Albania Races against Time to Find Earthquake Survivors

Thumanë, Albania, Nov 27 (AFP/APP): Emergency workers in Albania on Wednesday pulled dust-covered corpses from the ruins of buildings gutted by a violent earthquake, in a tireless search for survivors as the death toll crept towards 30.

Tirana declared a state of emergency in the areas hardest-hit by Tuesday’s 6.4 magnitude earthquake: the coastal city of Durres and the town of Thumane, where victims were trapped by toppled apartments and hotels.

Devastated relatives wept as search teams in Thumane unearthed the bodies of a married couple, Pellumb and Celike Greku, from one of the buildings torn down by the strongest earthquake to strike Albania in decades. “Terrible, terrible,” an elderly woman dressed in black shouted, pulling at her hair as the bodies in pyjamas were wrapped in blankets and carried away.

Their son Saimir, who was visiting from abroad, was rescued alive from the rubble Tuesday night but later died in hospital, according to relatives and neighbours.  “They went to heaven together, they were very honest and poor people,” said Valbona Cupi, 60, another local, in tears.

Nearby, rescue teams were combing another crumbled building in hopes of reaching a young woman they believed may still be alive after the more than 24-hour ordeal.
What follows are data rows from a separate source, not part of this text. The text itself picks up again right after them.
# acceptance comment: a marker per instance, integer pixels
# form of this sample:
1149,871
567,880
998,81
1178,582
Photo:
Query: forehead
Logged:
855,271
Earlier in the day, they pulled out the body of a young man.

New houses by 2020:

By mid-day Wednesday, the official death toll was 27 after the defence ministry revised down an earlier figure of 28. Some 45 people had also been rescued, the ministry said. There was no estimate on how many people remained missing.
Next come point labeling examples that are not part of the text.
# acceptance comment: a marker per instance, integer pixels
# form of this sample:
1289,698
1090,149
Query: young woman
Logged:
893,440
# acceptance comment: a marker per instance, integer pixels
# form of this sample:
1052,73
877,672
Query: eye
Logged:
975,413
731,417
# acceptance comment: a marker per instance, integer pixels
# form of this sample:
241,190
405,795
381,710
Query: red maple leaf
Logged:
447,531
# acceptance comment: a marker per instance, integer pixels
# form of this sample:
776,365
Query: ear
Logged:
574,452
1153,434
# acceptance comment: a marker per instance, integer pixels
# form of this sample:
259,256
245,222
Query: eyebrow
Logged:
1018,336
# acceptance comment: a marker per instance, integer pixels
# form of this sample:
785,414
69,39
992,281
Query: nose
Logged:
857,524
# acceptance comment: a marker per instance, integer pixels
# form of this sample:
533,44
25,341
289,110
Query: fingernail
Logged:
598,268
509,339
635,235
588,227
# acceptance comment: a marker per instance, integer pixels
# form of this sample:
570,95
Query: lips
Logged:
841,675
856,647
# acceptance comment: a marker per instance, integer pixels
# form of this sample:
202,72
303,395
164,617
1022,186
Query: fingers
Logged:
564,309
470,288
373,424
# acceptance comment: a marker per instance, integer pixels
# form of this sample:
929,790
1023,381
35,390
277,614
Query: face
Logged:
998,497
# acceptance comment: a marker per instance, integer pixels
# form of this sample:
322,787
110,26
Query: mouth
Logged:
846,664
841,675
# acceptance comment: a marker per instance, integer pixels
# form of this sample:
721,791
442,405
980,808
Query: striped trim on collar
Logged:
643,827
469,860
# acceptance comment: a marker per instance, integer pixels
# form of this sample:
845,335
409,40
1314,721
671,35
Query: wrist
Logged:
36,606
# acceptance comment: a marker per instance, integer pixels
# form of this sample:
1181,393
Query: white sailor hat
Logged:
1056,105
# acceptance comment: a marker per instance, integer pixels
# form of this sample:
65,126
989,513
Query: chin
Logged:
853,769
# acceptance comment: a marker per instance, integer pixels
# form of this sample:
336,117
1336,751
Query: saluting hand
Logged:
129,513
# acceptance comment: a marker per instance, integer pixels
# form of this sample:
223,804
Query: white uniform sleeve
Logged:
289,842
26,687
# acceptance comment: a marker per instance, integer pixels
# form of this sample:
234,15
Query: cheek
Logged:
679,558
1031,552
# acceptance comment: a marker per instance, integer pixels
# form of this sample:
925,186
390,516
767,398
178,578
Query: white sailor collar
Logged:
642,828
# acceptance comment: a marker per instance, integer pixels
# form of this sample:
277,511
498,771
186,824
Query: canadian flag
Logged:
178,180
Around 650 people have been treated for mostly minor injuries, according to Albania’s health ministry. Aftershocks continued Wednesday, with a 5.3 magnitude quake shaking buildings in the seaside town of Durres and spreading panic after it struck just off the coast, the European Mediterranean Seismological Centre reported.
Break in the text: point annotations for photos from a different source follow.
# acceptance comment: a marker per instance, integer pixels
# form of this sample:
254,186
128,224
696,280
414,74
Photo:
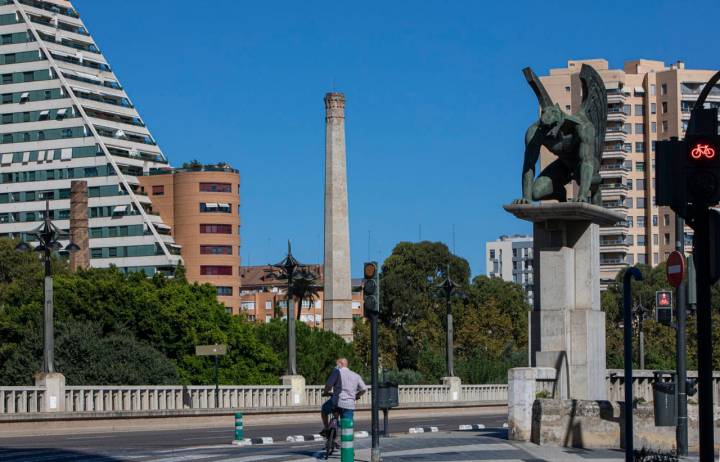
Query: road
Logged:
184,444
Earlier in the day, a 6.1-magnitude underwater earthquake rocked the island of Crete in neighbouring Greece. More than 27 buildings were badly damaged, with several reduced to dust, in Durres, a beach destination on the Adriatic coast.

Thousands of people spent the previous night sleeping in tents or on the grass of the city’s football stadium. Many were afraid to return home as the aftershocks rattled nerves and temporarily halted rescue work.

During a visit to Durres, Prime Minister Edi Rama said the government would arrange for homeless families to be moved into hotels. “We cannot spend the winter under open skies or in tents,” he said, pledging to put each family in a new home by 2020.